Wie wichtig ist Regulation beim Thema Innovation?

Regulation kann Innovation befördern oder behindern. Wir erleben zumeist beides. Wenn das strengere Datenschutzgesetz bei den Konsumentinnen und Konsumenten Vertrauen schafft, eröffnet dies Möglichkeiten für neuartige Angebote, auch wenn die Umsetzung derselben im Einzelfall behindert wird. Im Krankenversicherungsbereich hängen viele Innovationen am Thema elektronisches Patientendossier, weil erst dieses einen sicheren und effektiven Datenaustausch zwischen den verschiedenen Teilnehmenden des Gesundheitswesens ermöglichen wird. Das wird sich ohne klaren staatlichen Rahmen nicht machen lassen. Es lohnt sich also, sich positiv einzubringen und Regulation nicht als Entschuldigung für mangelnde Innovation vorzuschieben.

Kommen wir zum Abschluss nochmals auf KI zurück. Wo sehen Sie das grösste Potenzial für die Versicherungsbranche?
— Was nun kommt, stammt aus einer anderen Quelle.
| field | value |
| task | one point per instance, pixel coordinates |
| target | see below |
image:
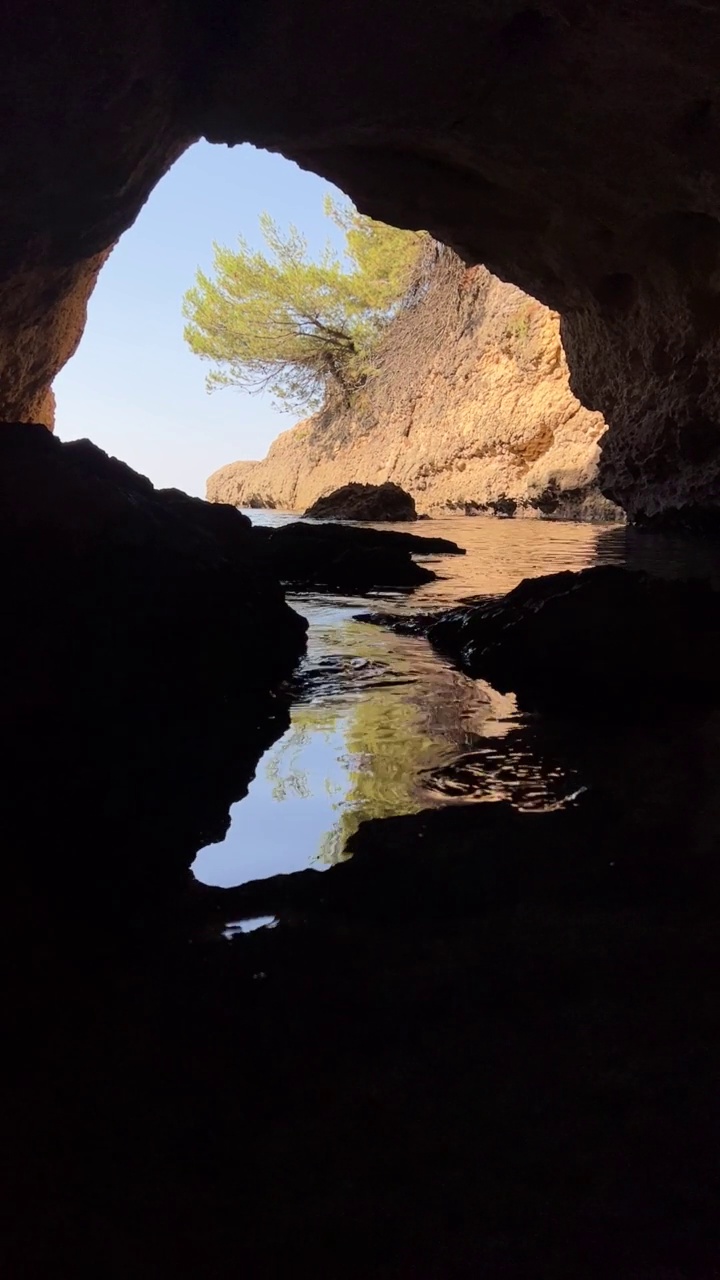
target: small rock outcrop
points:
(341, 558)
(470, 411)
(373, 502)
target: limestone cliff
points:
(470, 410)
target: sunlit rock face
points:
(573, 149)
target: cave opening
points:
(487, 1042)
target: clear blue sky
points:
(133, 387)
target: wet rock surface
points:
(139, 635)
(341, 558)
(487, 1043)
(584, 640)
(376, 502)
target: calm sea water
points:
(383, 726)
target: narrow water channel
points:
(383, 726)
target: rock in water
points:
(340, 558)
(144, 657)
(593, 641)
(365, 502)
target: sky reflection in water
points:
(383, 726)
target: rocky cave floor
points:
(487, 1045)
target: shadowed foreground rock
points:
(365, 502)
(342, 558)
(591, 640)
(487, 1045)
(144, 654)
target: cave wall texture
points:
(572, 146)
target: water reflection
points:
(382, 726)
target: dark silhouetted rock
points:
(144, 654)
(370, 502)
(342, 558)
(607, 639)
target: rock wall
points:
(470, 411)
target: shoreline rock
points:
(328, 557)
(369, 502)
(470, 412)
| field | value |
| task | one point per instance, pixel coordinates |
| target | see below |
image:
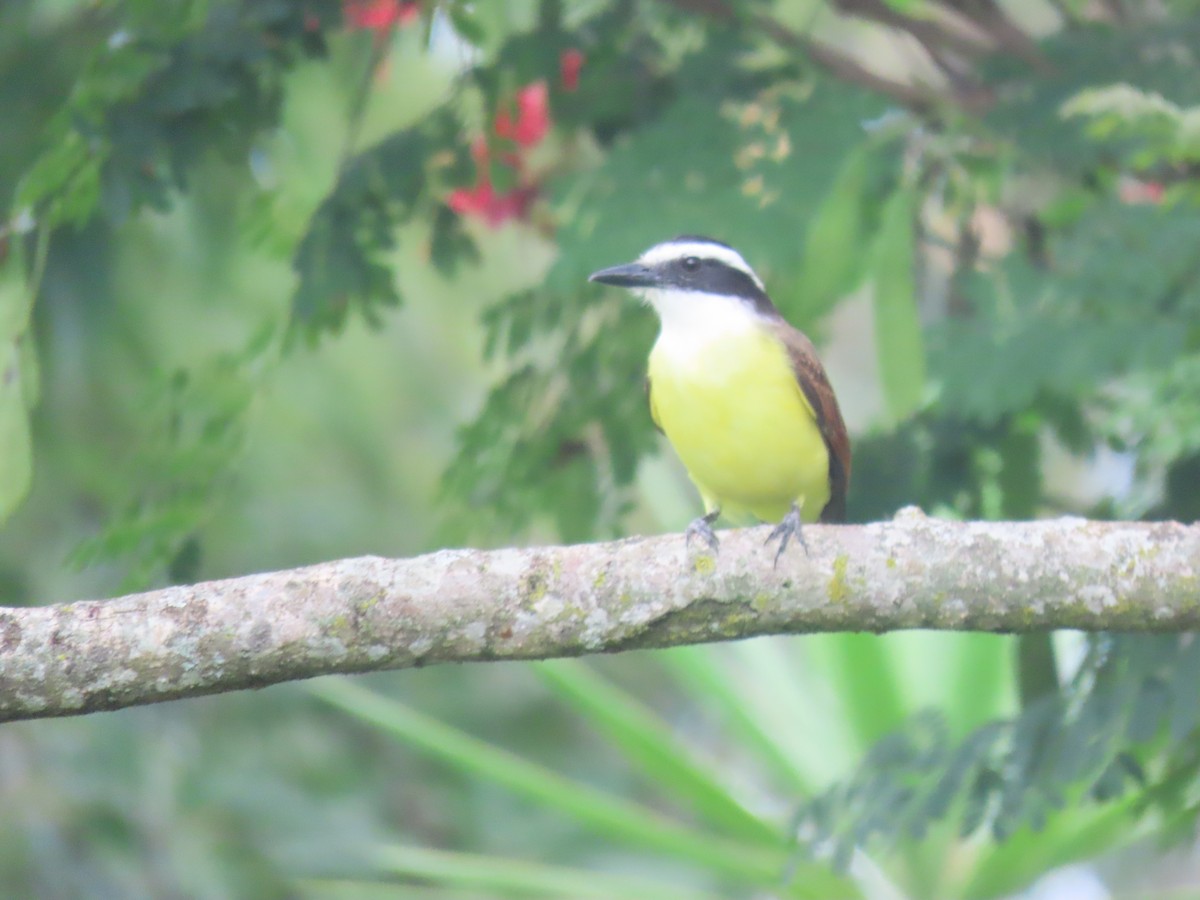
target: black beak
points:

Im Versicherungsgeschäft fallen Daten häufig in unstrukturierter Form an. Sie stecken beispielsweise in Verträgen, in Schadenmeldungen oder Experteneinschätzungen. Mit den Fähigkeiten der KI auch unstrukturierte Daten nutzen zu können, eröffnen sich ganz neue Möglichkeiten. Wenn ich mir vorstelle, was wir alles mit dem oben erwähnten Kundenportal hätten machen können, komme ich geradezu ins Schwärmen. Man stelle sich vor, Industriekunden könnten das Risk-Management-Portal fragen: «Gab es in den letzten fünf Jahren in unseren weltweiten Produktionsstätten Schäden, welche darauf zurückzuführen waren, dass gewisse in den Risk-Assessment-Berichten formulierte Verbesserungsmassnahmen nicht umgesetzt wurden?» Und man würde eine strukturierte Antwort erhalten, generiert aus der Verknüpfung von Informationen der hinterlegten Berichte der Risikoinspektionen sowie der Schadenhistorie. Mit den Ergebnissen könnten Risikomanager direkt Investitionen in effektive Präventionsmassnahmen begründen. Ein echter Mehrwert! Ähnliches gilt auch für das sehr datenintensive Geschäft der Rückversicherungen.

Aber auch hier gilt: Es ist nur eine Technologie. Die Innovation für die Versicherer liegt vor allem in der sicheren und Nutzen bringenden Anwendung. In der erwähnten Workbench könnten so zum Beispiel die zahlreichen Guidelines und Prozessdokumentationen, denen eine Underwriterin folgen muss, viel einfacher zugänglich gemacht werden. Damit könnte auch der Einstieg für neue Mitarbeitende enorm erleichtert werden – ein zunehmendes Thema angesichts des Fachkräftemangels.